Et si pour ce défi du Samedi je choisissais de rendre l’espoir visible pour ne pas permettre aux pantins d’exister et vous laissais décrypter le ou les tags #é-s ?
défi n°4 de l’été.
Inventer des frontières invisibles c’est forcément les rendre indivisibles. (l’invisibilité est forcément indivisible puisqu’on ne la voit pas). C’est comme passer d’une vision à une décision ou d’une divination à une destination…
Ne me demandez pas pourquoi c’est sorti dans cet ordre… (surtout si on me traite de pyromane en plein été).
Mais pourquoi ne pas imaginer une cape et un loup qui permettent, non pas de nous rendre invisibles, mais de rendre visibles d’abord les fils qui feraient de chacun d’entre nous des pantins, puis d’identifier ceux qui détiennent les fils de celles qui détiennent les ficelles…
C’est mon premier Samedi de l’été où je me sens un peu plus légère et où je vais pouvoir rendre visible ces quelques lignes de manière plus apaisée ( ayant décidé de me libérer de quelques petites contraintes, un peu lourdes parfois). Ce qui me fait tenir, ce sont mes mots, l’espoir qu’ils représentent et l’émotion qu’ils me procurent lorsque je les relis.
Il n’y a pas plus agréable que de se relire surtout quelques années après…
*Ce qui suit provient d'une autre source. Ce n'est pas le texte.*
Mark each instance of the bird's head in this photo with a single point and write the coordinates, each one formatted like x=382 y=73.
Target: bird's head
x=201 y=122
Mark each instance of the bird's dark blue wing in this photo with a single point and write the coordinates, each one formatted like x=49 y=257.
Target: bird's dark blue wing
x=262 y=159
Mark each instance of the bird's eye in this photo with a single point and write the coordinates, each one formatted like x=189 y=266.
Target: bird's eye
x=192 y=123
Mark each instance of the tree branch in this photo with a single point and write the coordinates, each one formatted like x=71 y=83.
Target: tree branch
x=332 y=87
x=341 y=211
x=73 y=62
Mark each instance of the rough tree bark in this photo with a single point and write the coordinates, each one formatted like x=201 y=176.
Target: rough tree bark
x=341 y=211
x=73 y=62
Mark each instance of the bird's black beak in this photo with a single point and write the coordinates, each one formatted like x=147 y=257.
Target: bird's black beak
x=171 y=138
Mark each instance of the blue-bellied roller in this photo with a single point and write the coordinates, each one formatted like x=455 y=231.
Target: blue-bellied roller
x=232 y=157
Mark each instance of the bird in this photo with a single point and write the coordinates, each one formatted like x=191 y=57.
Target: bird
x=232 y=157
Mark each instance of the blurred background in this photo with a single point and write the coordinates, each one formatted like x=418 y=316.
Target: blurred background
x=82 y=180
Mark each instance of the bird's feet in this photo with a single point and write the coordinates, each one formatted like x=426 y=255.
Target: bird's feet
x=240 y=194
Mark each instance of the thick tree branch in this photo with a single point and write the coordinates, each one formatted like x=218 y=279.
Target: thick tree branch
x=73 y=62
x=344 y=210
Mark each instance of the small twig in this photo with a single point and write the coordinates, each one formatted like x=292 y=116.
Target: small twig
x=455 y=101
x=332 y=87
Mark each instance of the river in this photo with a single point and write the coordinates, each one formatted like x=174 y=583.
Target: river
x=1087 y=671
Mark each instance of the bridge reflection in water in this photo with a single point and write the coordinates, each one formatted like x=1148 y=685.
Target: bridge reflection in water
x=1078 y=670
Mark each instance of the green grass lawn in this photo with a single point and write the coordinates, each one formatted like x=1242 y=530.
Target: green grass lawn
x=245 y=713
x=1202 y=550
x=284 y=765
Alors les effluves marines ragaillardissent ces narines respirées puis soulagées, à travers ces poumons gonflés, à regarder l’espoir être et disparaître pour être à nouveau, à bomber ce torse, parfois obstinément, à combattre le néant, ce qui paraît être rien, cette transparence, cette translucidité, cette inexistence pour ne pas dire évaporescence.
Tant de choses et tant de personnes sont invisibles : c’est ça le plus triste. (ce côtoiement d’idées « sans odeur, sans saveur, sans valeur » sur un tas de dos transpirant et transparents). La consigne est donnée alors je m’acharne…à la rébellion !
Je quitte mon portable et retrouve mon vieux cou-cou, cette tour sur laquelle je vais m’escrimer, m’essayer et me redonner espoir, courage et invincibilité. C’est vrai la Porte de Flo s’est arrêtée à Paris. Olivier, lui, il ne l’emportera pas au paradis, ça je vous le dis… Même si quelque part les déménageurs Bretons sont complètement dans l’ère du ton parce que ce sont mes derniers jours à Clermont et parce que je viens de réceptionner ce samedi des cartons de Soupline, Malesar (bordeaux) et top budget…Mercredi, c’est sûr j’aurai la tête dans les cartons(…) mais plus dans le guidon !
[PS : « Je quitterai le Nord, la première semaine d’Août »]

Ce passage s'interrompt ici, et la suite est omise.